WSJ: Congress To Break For Summer Without Acting On Gun Control

Congress will leave the Capitol at the end of this week for a two-month break without passing legislation to tighten access to guns, setting up a volatile summer recess in which the issue is expected to play prominently in the campaigns.

House Speaker Paul Ryan (R., Wis.) told Republicans at a closed-door GOP conference meeting on Tuesday that a package that includes a gun-control measure wouldn’t get a vote this week, lawmakers at the meeting said, in a reversal from previous plans. He indicated that holding a vote risked inflaming tensions further at time when the country is already on edge after shootings in Dallas and Orlando in recent weeks, they said. The Senate had earlier considered several bills, but none passed.

“The thought was it would be—not intentionally—but perhaps inflammatory really at a pretty difficult time for the country,” said Rep.

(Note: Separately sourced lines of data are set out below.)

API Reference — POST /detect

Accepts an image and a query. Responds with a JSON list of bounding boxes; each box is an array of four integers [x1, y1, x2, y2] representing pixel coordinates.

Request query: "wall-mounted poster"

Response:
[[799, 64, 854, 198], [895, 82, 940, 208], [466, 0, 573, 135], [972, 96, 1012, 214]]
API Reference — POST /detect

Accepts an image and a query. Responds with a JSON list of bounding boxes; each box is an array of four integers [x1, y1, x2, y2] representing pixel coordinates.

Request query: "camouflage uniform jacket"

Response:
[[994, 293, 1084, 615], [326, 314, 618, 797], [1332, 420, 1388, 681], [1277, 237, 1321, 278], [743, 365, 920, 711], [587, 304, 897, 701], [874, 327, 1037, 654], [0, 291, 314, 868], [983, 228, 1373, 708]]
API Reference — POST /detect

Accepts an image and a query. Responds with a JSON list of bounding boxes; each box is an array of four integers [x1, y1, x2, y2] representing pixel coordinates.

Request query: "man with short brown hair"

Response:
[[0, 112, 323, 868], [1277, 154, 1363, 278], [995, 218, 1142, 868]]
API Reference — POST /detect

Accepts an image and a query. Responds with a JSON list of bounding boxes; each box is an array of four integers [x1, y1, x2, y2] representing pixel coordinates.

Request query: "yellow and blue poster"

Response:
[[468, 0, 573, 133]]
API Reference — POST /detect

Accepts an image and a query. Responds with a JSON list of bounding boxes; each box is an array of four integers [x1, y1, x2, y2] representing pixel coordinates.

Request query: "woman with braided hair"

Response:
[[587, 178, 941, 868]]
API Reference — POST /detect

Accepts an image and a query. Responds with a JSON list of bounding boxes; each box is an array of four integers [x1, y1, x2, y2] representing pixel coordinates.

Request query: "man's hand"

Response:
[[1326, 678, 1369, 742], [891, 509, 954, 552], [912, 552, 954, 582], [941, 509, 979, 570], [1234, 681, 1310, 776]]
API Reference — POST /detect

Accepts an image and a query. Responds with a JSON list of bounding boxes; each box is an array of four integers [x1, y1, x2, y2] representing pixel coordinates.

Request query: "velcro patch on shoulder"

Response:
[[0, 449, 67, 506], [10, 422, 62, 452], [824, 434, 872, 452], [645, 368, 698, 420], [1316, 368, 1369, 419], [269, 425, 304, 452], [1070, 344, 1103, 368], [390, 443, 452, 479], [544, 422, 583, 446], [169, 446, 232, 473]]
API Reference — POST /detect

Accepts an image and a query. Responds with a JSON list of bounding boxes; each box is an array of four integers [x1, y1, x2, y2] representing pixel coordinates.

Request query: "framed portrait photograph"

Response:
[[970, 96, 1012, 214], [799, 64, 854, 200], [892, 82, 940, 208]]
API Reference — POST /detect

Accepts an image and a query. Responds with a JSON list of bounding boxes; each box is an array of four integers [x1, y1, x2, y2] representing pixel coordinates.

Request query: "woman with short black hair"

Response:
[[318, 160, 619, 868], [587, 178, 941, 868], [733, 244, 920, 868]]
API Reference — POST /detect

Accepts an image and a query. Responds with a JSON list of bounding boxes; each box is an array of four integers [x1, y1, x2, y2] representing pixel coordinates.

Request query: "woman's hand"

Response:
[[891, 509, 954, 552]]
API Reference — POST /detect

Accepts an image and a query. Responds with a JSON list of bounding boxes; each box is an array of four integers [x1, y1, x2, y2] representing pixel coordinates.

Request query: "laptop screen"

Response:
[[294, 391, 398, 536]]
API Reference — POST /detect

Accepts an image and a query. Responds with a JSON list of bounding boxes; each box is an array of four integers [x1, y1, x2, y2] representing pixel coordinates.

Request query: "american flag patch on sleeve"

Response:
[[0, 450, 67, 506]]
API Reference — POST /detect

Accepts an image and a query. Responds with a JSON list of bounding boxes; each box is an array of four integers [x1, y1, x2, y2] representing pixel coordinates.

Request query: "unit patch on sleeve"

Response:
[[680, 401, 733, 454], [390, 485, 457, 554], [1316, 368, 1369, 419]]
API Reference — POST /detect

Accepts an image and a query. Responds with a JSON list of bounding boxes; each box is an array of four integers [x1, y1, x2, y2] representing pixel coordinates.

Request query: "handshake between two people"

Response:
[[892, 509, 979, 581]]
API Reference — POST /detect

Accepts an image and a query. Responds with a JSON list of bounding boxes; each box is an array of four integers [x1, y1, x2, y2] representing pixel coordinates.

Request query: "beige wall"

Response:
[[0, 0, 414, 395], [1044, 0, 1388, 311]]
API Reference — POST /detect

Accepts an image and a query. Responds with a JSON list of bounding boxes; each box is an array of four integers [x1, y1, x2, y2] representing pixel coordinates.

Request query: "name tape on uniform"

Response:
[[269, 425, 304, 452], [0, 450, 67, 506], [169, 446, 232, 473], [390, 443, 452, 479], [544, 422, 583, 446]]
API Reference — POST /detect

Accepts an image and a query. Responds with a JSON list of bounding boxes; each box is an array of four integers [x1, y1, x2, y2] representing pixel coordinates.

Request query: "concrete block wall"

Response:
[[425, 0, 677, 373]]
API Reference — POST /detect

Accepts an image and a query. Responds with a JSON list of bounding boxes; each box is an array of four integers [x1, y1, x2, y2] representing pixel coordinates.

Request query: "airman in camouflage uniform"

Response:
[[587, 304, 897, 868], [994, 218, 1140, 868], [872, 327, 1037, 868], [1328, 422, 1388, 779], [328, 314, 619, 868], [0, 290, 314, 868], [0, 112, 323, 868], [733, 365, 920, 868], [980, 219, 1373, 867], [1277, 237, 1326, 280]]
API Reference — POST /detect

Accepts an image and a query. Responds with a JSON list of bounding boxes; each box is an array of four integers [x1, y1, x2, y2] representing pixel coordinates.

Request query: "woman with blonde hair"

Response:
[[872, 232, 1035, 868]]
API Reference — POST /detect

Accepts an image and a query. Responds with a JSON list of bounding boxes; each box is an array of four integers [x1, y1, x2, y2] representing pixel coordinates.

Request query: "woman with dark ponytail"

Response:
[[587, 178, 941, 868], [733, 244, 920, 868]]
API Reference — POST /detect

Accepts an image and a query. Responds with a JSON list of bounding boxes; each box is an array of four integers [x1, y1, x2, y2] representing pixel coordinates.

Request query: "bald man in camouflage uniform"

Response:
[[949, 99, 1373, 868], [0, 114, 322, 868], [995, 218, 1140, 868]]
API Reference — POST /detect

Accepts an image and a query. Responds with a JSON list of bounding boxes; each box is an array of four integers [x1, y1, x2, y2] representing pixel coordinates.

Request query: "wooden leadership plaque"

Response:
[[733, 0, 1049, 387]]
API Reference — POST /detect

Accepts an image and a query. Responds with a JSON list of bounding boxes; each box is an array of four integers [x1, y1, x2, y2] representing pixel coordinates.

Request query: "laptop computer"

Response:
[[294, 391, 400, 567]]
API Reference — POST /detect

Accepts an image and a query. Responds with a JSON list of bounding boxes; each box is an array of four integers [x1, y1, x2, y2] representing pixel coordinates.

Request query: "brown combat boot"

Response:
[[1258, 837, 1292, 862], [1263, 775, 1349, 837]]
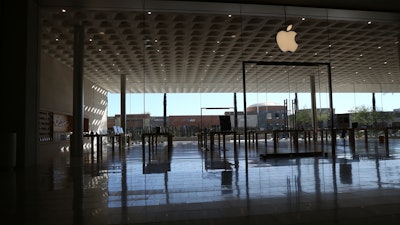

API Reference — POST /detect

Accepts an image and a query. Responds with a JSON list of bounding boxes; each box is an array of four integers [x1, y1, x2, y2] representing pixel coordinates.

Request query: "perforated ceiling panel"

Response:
[[40, 1, 400, 93]]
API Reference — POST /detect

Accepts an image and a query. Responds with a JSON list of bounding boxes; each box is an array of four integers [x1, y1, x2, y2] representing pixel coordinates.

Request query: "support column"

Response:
[[71, 24, 84, 157], [310, 75, 318, 147], [327, 63, 336, 155], [163, 93, 167, 130], [372, 92, 376, 112], [233, 92, 238, 131], [119, 74, 126, 148]]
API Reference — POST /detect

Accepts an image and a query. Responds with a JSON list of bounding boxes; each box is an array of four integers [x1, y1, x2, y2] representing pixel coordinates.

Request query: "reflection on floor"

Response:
[[1, 136, 400, 225]]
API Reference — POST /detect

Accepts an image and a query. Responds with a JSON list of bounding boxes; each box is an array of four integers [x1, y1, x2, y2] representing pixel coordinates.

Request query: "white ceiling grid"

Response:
[[41, 2, 400, 93]]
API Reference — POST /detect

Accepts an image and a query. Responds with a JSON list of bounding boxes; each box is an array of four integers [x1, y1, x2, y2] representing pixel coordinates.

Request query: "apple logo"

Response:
[[276, 24, 299, 52]]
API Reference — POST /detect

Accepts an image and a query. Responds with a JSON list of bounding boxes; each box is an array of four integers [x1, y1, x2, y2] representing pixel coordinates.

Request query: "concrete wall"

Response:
[[37, 52, 107, 164]]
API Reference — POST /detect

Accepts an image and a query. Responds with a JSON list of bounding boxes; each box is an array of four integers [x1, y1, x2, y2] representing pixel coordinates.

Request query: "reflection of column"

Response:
[[372, 92, 376, 111], [71, 25, 84, 157], [71, 157, 84, 225], [310, 75, 318, 148], [314, 157, 321, 209], [119, 74, 126, 148], [121, 151, 128, 224], [233, 92, 238, 131]]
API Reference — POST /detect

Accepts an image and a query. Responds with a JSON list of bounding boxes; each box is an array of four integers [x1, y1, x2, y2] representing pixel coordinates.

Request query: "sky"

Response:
[[108, 93, 400, 116]]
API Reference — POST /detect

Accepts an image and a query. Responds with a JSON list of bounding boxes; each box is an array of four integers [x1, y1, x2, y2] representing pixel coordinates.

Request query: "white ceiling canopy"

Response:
[[40, 1, 400, 93]]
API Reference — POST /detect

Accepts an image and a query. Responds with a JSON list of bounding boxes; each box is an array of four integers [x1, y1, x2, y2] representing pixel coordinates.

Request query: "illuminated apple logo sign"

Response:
[[276, 24, 299, 52]]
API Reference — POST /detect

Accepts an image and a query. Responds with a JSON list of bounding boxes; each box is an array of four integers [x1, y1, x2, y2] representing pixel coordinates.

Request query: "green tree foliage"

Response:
[[352, 105, 393, 127]]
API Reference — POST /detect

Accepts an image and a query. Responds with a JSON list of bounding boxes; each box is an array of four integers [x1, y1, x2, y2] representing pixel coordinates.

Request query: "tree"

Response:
[[351, 105, 393, 127]]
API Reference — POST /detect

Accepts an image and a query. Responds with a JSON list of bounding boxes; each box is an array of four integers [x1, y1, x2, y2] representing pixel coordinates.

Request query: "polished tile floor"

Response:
[[1, 136, 400, 225]]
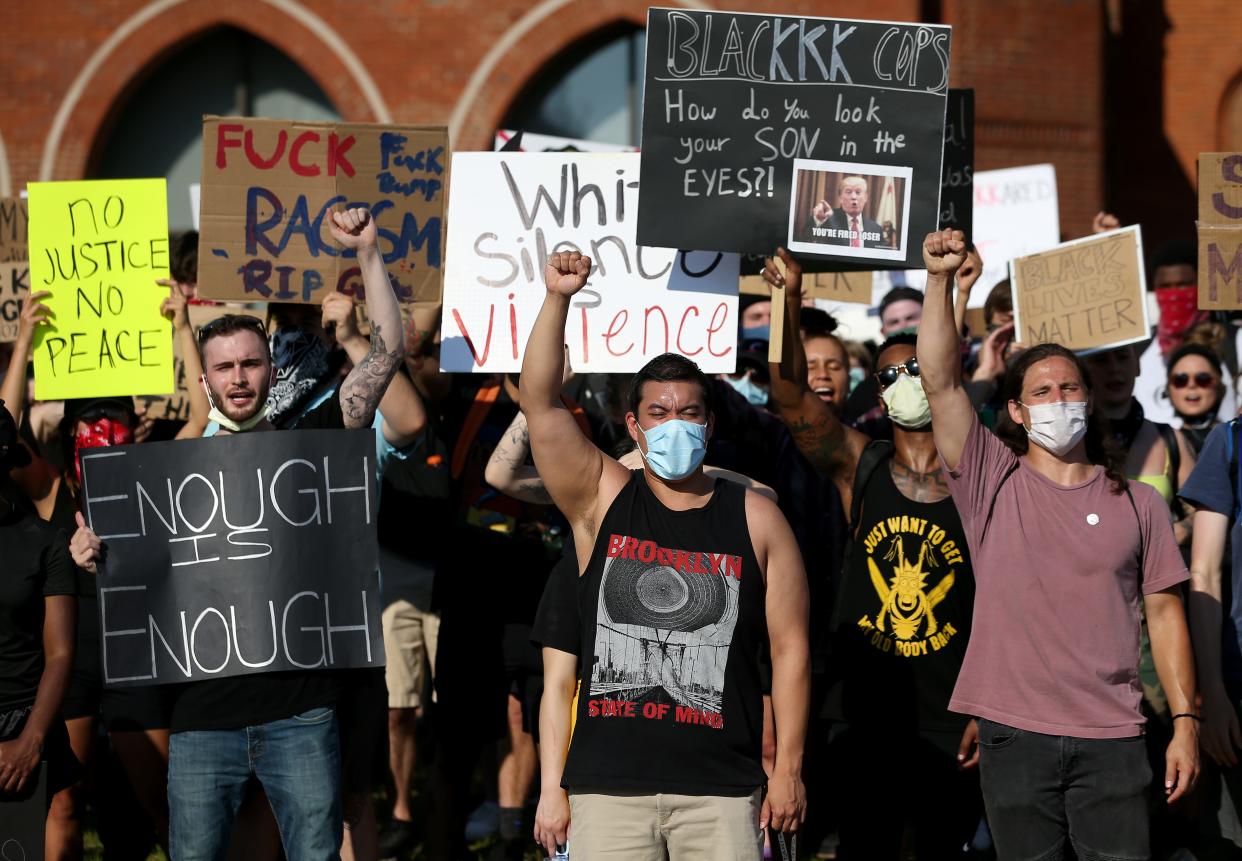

Tom Cole (R., Okla.) “We want to talk about solutions without trying to make things worse, and this was probably kind of a step backwards.”

Gun policy in the wake of recent shootings has become a political topic in a way that hasn’t been seen in years, stirring up strong feelings on both sides of the aisle and within each party.

Republicans, in an unusual alliance with the American Civil Liberties Union, worry that any efforts to block the sale of guns to people on government watch lists risks denying Americans their due-process rights because of errors in government record keeping. Democrats say that Congress can’t sit idle while gun deaths mount and promise a summer filled with vigils and protests to pressure House Republicans to schedule a vote.